The aim of this study was to investigate the incidence and risk factors of MACE in patients with normal or near-normal MPI results.
In this single-center retrospective chart review study, patients who had received MPI tests at a nuclear medicine department of a medical center in 2017 were consecutively enrolled. All of the participants in this study were patients with normal or near-normal MPI results, and were followed for two years to assess the incidence of MACE (death, hospitalized for percutaneous coronary intervention; CABG, heart failure and stroke). Participants with or without MACE were compared to determine whether demographic, comorbidity, and MPI data were significant risk factors.
Of the 1,629 participants (age = 70.4 ± 11.3 years, 49.4% male) enrolled, 387 (23.8%) were classified into the normal MPI group and 1,242 (76.2%) were classified into the near-normal MPI group. Notably, 61 participants (15.8%) in the normal MPI group and 206 (16.6%) in the near-normal MPI group experienced MACE events during the two-year follow-up. The risk factors of MACE identified in this study included being older in age, being male, and having poor myocardial perfusion parameters (i.e., ejection fraction) during MPI.
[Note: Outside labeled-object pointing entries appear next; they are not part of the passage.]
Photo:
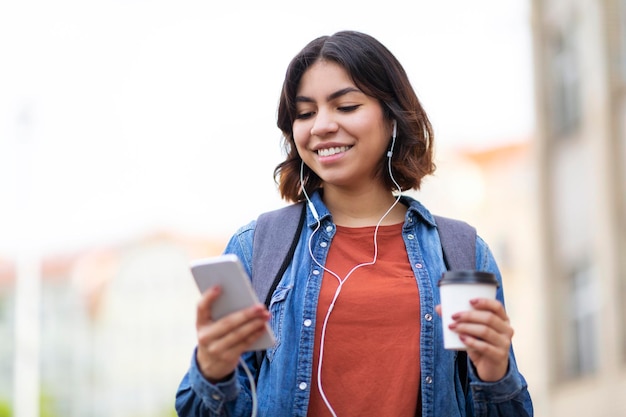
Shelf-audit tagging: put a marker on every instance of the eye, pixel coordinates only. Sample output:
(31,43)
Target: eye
(304,115)
(348,109)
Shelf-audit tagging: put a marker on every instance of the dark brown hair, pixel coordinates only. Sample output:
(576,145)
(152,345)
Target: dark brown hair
(377,73)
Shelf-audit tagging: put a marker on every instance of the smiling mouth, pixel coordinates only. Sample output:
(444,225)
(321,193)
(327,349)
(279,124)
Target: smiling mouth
(332,151)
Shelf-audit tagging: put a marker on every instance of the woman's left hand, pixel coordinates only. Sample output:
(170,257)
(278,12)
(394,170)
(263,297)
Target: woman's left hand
(487,332)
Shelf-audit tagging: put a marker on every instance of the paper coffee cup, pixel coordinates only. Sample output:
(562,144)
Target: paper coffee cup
(456,289)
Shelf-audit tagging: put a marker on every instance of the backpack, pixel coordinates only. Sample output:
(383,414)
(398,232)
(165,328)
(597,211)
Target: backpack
(277,234)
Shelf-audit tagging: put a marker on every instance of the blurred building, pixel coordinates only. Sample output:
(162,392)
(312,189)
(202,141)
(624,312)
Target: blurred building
(116,327)
(494,189)
(580,68)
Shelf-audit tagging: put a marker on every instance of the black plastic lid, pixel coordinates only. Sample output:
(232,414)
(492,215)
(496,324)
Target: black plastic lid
(467,277)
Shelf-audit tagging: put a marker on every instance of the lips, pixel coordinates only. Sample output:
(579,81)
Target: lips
(332,151)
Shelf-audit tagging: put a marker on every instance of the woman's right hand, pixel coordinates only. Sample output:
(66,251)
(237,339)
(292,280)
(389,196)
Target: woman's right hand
(221,342)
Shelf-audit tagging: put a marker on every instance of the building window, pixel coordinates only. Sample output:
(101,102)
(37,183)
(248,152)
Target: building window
(564,73)
(581,333)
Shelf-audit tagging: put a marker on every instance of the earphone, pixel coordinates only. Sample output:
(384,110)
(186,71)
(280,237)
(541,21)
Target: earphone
(339,279)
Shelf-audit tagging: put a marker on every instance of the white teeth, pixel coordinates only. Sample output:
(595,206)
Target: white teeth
(332,151)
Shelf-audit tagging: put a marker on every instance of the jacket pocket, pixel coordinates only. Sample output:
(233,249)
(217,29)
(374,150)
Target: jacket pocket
(277,314)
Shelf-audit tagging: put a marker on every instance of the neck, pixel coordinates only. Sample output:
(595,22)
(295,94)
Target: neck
(364,207)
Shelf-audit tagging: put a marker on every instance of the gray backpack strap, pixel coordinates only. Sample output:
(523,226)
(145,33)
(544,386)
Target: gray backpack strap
(458,241)
(275,239)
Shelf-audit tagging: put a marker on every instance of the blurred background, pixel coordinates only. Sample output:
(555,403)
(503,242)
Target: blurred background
(138,135)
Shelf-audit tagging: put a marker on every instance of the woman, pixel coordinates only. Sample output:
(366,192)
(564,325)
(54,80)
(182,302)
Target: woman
(353,312)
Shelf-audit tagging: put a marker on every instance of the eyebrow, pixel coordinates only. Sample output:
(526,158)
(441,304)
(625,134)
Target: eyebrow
(336,94)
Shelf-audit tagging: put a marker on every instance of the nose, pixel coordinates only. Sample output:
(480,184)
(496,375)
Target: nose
(324,124)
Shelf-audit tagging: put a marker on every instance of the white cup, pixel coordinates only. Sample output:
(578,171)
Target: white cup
(456,289)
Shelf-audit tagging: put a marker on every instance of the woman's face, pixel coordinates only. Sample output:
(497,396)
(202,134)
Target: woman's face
(339,132)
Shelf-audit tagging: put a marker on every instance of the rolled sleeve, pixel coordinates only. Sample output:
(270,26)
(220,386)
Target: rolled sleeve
(506,389)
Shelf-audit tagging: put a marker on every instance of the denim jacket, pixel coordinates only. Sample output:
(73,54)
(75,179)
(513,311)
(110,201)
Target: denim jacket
(284,377)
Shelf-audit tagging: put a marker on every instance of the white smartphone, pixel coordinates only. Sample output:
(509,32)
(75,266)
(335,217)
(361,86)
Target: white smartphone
(237,293)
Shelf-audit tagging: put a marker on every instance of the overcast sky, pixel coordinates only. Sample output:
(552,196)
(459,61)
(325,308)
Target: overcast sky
(121,117)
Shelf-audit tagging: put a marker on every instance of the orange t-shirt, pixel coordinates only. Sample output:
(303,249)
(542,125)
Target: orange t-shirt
(371,360)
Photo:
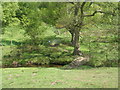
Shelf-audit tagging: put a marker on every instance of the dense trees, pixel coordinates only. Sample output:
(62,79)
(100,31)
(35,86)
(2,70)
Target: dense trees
(78,18)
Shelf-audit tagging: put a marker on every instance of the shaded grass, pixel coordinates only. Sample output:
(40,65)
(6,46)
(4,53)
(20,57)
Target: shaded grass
(58,78)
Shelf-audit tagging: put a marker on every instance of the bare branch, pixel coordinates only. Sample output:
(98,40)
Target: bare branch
(71,2)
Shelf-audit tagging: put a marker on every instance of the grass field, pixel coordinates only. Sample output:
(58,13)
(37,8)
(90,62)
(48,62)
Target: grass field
(105,77)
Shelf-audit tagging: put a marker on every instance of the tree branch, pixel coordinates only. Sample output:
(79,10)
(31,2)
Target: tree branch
(82,6)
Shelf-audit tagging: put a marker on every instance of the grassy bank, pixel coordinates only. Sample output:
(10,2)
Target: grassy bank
(58,78)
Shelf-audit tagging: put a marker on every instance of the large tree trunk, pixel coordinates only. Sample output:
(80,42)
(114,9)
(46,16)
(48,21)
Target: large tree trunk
(76,43)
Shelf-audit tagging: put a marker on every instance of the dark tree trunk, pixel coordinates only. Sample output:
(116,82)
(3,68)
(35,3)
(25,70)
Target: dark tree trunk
(73,36)
(76,43)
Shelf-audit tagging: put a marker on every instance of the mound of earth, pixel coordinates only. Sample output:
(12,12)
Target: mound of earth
(78,62)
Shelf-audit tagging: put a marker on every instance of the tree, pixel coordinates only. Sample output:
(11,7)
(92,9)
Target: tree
(78,14)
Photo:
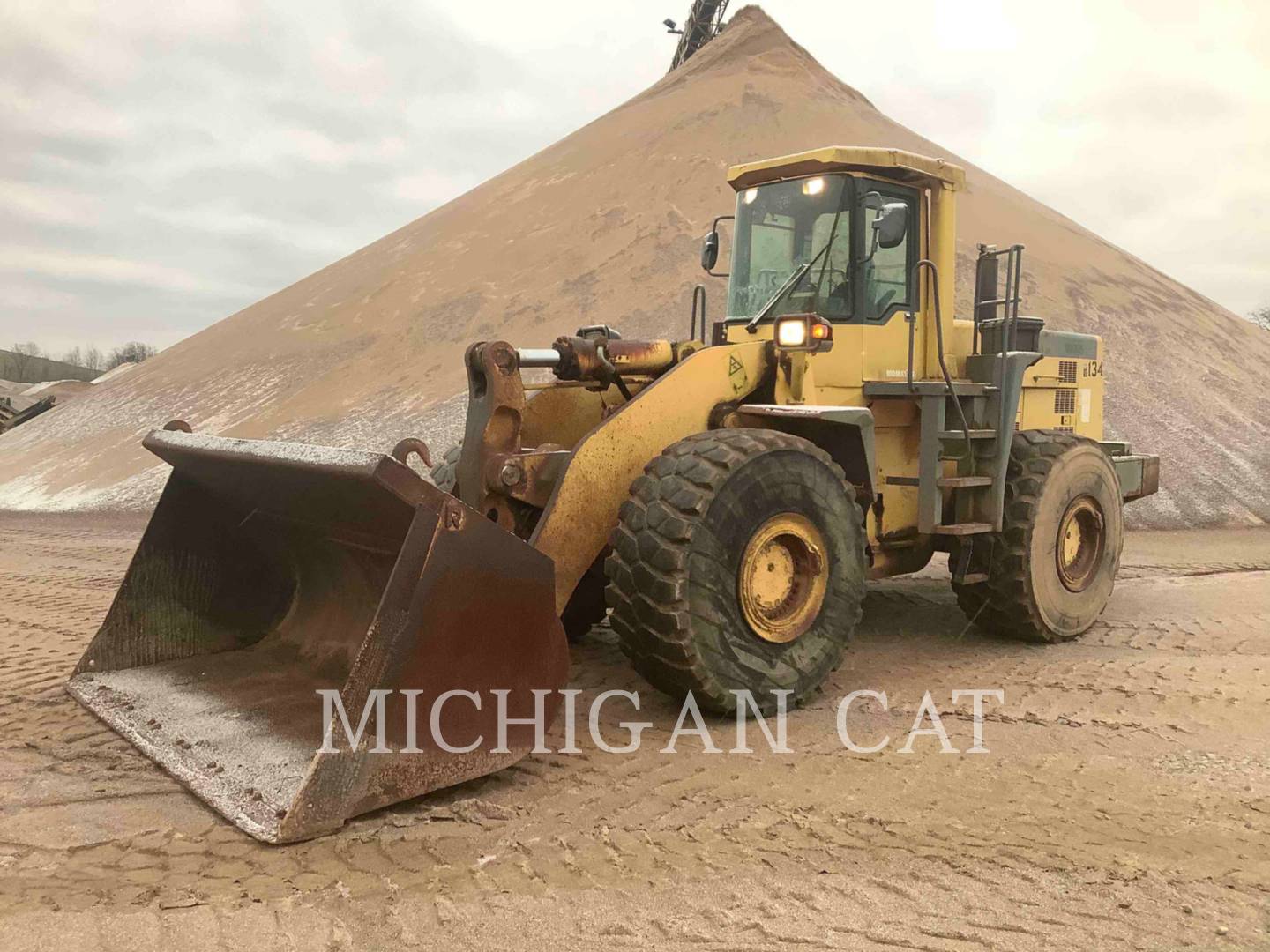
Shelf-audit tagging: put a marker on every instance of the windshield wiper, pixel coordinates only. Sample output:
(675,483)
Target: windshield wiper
(790,283)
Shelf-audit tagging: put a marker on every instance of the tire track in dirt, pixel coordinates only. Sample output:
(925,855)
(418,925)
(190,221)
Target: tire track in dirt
(1125,770)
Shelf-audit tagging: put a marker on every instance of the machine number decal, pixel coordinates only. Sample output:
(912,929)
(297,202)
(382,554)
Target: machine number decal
(736,375)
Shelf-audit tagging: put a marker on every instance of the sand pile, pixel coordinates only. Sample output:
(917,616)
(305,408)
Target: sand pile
(603,227)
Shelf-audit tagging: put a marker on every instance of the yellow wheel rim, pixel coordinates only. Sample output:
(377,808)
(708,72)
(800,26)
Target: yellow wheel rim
(782,579)
(1081,541)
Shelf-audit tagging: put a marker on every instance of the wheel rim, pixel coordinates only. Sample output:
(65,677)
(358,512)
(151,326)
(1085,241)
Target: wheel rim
(782,579)
(1081,542)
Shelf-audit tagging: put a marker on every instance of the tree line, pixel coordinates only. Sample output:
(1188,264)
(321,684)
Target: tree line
(25,357)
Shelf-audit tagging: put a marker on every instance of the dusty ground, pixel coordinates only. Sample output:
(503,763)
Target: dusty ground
(1125,801)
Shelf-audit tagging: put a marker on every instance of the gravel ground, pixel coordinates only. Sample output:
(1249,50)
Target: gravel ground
(1124,804)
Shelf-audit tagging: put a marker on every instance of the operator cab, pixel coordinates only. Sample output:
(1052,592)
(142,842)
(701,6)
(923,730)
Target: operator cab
(834,233)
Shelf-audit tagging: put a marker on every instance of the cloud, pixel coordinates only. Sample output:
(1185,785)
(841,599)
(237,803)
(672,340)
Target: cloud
(167,165)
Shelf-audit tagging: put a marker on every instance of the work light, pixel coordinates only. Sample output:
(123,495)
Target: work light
(804,331)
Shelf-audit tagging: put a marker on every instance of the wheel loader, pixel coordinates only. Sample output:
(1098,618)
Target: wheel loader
(724,501)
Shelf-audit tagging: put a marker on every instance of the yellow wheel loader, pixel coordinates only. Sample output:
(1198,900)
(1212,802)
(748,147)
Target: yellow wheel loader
(727,501)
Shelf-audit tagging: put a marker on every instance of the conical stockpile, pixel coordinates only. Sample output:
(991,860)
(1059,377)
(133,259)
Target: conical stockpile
(603,227)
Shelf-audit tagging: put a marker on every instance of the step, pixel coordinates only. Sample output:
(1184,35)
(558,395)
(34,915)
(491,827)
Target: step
(963,481)
(941,481)
(964,528)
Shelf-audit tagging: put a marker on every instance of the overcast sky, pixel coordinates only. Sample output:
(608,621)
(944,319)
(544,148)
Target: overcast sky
(163,165)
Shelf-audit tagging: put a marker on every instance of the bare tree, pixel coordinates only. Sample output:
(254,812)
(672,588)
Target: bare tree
(132,352)
(20,358)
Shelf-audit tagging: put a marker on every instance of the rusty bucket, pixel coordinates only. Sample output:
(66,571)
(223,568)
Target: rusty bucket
(274,571)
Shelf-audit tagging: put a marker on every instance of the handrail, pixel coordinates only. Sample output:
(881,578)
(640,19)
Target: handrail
(944,367)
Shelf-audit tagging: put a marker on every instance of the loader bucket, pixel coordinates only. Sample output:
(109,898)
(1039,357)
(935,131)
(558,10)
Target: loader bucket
(271,571)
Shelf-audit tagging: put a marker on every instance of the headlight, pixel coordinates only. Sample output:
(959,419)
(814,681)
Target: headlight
(791,333)
(810,333)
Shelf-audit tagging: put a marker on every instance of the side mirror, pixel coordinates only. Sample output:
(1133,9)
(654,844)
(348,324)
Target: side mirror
(710,251)
(891,225)
(710,247)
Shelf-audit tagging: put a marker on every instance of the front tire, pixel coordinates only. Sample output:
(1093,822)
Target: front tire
(1053,565)
(738,564)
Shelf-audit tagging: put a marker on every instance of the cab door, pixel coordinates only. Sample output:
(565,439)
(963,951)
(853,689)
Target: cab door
(885,290)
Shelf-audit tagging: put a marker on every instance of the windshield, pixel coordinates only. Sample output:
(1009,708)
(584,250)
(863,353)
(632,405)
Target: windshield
(781,227)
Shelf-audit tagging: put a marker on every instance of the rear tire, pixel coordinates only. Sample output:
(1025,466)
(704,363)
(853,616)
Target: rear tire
(715,522)
(586,608)
(1053,565)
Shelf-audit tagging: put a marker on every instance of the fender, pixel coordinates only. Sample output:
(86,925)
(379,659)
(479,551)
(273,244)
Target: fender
(846,433)
(582,512)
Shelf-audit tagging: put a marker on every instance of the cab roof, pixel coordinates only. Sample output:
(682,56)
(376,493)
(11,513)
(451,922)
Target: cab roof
(889,163)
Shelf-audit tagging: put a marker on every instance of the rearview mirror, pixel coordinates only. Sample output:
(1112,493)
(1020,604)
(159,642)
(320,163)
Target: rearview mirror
(710,250)
(891,225)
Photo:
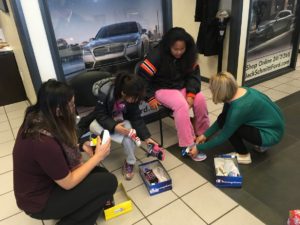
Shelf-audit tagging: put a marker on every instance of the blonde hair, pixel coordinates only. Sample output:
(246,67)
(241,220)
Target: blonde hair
(223,87)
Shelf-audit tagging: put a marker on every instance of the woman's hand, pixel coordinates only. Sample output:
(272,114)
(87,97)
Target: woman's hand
(88,149)
(193,152)
(201,139)
(150,141)
(190,101)
(102,150)
(119,128)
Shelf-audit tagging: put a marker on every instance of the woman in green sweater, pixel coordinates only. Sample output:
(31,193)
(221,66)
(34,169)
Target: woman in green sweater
(247,115)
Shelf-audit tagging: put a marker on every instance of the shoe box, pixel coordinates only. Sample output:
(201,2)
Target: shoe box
(155,177)
(227,171)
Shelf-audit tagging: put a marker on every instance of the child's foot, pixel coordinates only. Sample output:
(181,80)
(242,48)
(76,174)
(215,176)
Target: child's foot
(156,151)
(260,149)
(134,137)
(200,157)
(127,171)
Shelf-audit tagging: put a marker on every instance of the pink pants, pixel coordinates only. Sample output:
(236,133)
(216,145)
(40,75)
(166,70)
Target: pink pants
(176,101)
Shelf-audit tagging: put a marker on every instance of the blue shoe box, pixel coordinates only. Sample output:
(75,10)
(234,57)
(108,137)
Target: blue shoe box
(227,171)
(163,181)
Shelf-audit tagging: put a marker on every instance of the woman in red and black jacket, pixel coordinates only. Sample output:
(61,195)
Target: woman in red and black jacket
(173,80)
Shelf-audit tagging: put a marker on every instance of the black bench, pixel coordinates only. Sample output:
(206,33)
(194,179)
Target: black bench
(83,83)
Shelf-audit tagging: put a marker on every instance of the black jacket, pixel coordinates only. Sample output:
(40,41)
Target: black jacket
(173,78)
(104,91)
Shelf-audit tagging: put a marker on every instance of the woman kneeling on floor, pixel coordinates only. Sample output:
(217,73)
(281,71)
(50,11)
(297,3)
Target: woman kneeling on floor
(50,180)
(247,115)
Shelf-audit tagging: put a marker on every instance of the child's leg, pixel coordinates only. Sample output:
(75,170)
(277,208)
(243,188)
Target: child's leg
(176,101)
(201,120)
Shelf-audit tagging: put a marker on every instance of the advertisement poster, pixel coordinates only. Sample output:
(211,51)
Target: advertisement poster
(104,34)
(272,23)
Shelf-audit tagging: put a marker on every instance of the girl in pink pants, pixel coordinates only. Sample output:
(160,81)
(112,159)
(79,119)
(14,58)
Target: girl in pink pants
(176,100)
(173,79)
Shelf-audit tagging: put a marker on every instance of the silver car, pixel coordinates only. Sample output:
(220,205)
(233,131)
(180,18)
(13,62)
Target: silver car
(116,44)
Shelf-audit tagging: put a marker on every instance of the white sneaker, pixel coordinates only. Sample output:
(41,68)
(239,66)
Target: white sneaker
(260,149)
(242,159)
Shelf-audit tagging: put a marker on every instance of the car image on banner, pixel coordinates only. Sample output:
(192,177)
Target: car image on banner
(116,44)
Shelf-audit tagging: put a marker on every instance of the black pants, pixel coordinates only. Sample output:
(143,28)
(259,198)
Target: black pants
(82,204)
(244,132)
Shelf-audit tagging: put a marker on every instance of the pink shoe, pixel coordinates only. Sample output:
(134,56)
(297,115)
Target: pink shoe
(134,137)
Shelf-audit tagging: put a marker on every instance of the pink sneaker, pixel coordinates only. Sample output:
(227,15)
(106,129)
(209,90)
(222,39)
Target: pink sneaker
(156,151)
(134,137)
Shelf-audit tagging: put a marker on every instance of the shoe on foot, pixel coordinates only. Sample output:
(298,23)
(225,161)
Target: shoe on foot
(127,171)
(260,149)
(200,157)
(241,158)
(132,135)
(156,151)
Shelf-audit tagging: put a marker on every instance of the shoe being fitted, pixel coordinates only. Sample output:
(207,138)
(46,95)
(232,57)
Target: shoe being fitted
(156,151)
(132,135)
(242,159)
(260,149)
(200,157)
(127,171)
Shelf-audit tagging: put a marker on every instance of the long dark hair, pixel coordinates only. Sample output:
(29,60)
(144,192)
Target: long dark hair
(190,55)
(52,113)
(131,85)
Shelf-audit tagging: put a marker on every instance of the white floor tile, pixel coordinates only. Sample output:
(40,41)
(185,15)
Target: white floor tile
(286,88)
(6,164)
(184,179)
(3,118)
(176,213)
(209,202)
(8,205)
(143,222)
(16,106)
(20,218)
(6,136)
(260,88)
(238,216)
(6,148)
(6,181)
(148,204)
(125,219)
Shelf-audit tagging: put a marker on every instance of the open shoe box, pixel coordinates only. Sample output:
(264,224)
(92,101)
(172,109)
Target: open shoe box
(123,204)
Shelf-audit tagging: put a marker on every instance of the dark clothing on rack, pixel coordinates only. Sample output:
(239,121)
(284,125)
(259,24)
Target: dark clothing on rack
(207,41)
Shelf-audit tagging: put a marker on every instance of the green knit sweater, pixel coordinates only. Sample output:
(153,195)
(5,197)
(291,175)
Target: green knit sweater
(253,109)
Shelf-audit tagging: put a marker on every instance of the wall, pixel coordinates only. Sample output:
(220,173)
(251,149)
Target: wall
(183,16)
(11,35)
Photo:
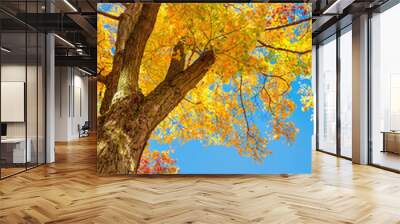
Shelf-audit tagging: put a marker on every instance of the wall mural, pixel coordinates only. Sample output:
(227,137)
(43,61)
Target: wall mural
(204,88)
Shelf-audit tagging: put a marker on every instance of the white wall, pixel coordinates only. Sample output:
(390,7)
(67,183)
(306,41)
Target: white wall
(71,102)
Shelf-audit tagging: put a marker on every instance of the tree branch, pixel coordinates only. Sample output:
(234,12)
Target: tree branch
(281,78)
(170,92)
(128,83)
(178,58)
(248,133)
(283,49)
(108,15)
(288,24)
(127,21)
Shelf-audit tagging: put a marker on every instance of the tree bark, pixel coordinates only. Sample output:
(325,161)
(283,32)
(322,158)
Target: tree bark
(128,117)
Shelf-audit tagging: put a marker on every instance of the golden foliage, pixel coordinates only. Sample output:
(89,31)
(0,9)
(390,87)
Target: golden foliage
(247,81)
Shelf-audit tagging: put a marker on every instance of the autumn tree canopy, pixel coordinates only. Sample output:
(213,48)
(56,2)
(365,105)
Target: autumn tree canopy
(226,63)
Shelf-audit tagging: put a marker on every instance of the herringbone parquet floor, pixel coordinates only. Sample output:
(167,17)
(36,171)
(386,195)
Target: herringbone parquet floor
(70,192)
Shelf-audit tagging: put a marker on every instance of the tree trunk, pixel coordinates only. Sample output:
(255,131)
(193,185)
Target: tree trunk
(127,121)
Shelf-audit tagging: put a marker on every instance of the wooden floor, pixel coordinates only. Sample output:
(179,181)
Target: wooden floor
(70,192)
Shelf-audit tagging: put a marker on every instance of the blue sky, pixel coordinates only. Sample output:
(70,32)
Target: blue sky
(295,158)
(195,158)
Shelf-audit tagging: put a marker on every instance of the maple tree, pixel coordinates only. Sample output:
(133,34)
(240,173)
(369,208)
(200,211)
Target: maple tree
(198,72)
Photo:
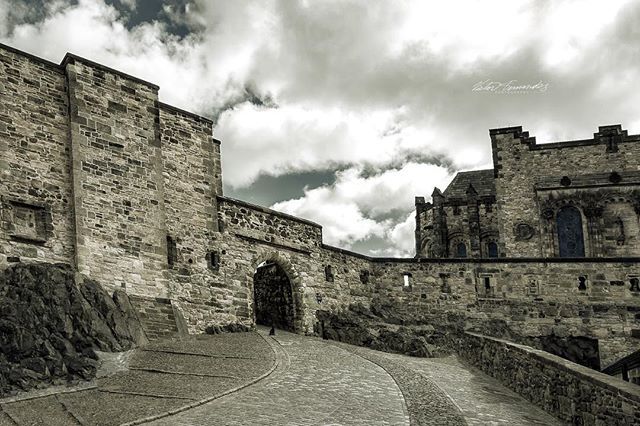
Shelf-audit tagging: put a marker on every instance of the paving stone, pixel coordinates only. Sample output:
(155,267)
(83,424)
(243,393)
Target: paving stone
(482,399)
(39,411)
(106,409)
(196,364)
(172,385)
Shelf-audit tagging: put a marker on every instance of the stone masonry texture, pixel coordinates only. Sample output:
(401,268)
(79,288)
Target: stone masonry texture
(98,174)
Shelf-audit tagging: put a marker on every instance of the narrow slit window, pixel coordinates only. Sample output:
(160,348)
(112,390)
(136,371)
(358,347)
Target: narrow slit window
(172,251)
(407,279)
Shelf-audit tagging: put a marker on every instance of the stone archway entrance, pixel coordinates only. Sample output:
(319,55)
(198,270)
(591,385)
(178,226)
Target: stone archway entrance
(273,297)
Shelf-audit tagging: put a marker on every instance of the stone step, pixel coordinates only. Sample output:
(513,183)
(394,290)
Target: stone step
(156,316)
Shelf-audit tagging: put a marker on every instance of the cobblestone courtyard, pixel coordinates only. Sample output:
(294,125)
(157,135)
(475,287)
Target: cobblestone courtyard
(287,379)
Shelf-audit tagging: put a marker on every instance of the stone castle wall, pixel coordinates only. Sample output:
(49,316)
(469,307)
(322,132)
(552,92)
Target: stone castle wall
(35,161)
(523,197)
(573,393)
(129,191)
(117,178)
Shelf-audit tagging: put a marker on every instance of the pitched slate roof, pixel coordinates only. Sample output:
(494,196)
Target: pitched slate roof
(482,181)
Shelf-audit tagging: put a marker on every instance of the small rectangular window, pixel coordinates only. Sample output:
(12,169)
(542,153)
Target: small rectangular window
(172,251)
(407,279)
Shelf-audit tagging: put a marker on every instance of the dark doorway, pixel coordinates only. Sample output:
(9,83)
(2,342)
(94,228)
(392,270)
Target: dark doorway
(273,298)
(570,237)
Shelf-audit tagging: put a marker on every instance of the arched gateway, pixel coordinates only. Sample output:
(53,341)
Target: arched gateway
(274,294)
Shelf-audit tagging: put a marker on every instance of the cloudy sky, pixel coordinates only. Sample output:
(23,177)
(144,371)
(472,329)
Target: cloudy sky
(342,111)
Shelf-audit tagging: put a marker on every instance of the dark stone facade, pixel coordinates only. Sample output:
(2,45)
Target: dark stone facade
(51,327)
(98,174)
(273,297)
(565,199)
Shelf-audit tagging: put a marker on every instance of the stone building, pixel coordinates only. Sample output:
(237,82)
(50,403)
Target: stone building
(566,199)
(98,174)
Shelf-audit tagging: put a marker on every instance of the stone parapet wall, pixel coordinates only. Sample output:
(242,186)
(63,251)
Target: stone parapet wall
(117,175)
(36,202)
(573,393)
(519,300)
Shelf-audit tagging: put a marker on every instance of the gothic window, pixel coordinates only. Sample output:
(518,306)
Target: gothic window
(582,283)
(461,250)
(570,236)
(492,249)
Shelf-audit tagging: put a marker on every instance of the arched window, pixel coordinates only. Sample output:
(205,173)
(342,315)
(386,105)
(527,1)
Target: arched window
(492,249)
(570,236)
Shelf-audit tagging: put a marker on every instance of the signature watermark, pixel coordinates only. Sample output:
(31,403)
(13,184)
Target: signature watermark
(509,87)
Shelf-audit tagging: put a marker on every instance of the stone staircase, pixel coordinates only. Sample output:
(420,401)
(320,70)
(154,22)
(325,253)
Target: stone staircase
(156,316)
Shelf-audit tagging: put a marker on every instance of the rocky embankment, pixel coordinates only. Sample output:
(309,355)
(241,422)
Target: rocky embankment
(50,327)
(377,329)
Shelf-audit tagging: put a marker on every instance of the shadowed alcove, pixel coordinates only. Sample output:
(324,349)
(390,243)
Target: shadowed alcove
(273,297)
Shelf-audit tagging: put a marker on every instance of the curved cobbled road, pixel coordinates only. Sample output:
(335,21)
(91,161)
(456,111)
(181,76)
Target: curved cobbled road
(314,383)
(286,379)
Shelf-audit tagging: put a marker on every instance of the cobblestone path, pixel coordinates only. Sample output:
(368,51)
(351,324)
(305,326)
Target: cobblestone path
(315,383)
(482,399)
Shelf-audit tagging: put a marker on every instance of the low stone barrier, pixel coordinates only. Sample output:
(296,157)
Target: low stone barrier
(573,393)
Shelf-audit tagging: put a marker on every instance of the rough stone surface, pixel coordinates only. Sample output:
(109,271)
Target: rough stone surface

CONCLUSIONS / IMPLICATIONS FOR PRACTICE: Over the two-year study period, 15.8% of the participants with normal MPI results and 16.6% of those with near-normal MPI results experienced major adverse cardiac events. Thus, it is critical to inform patients regarding the potential risk of MACE risk and to educate them on how to mitigate this risk by actively managing their hyperlipidemia level and left ventricular ejection fraction.
心肌灌注成像(MPI)是评估疑似冠状动脉疾病患者是否存在心肌缺血及后续发生不良心脏事件风险时最常用的方法。关于MPI结果正常的患者发生主要不良心脏事件(MACE)的发生率的研究有限。
本研究旨在调查MPI结果正常或接近正常的患者中MACE的发生率及危险因素。
在这项单中心回顾性病历审查研究中,连续纳入2017年在某医疗中心核医学科接受MPI检查的患者。本研究的所有参与者均为MPI结果正常或接近正常的患者,并随访两年以评估MACE(死亡、因经皮冠状动脉介入治疗住院;冠状动脉旁路移植术、心力衰竭和中风)的发生率。比较发生或未发生MACE的参与者,以确定人口统计学、合并症和MPI数据是否为显著危险因素。
在纳入的1629名参与者(年龄=70.4±11.3岁,49.4%为男性)中,387名(23.8%)被归类为MPI正常组,1242名(76.2%)被归类为MPI接近正常组。值得注意的是,在两年的随访期间,MPI正常组中有61名参与者(15.8%),MPI接近正常组中有206名参与者(16.6%)发生了MACE事件。本研究确定的MACE危险因素包括年龄较大、男性以及MPI期间心肌灌注参数(即射血分数)较差。
结论/对实践的启示:在为期两年的研究期间,MPI结果正常的参与者中有15.8%,MPI结果接近正常的参与者中有16.6%发生了主要不良心脏事件。因此,告知患者MACE风险的潜在风险,并教育他们如何通过积极控制血脂水平和左心室射血分数来降低这种风险至关重要。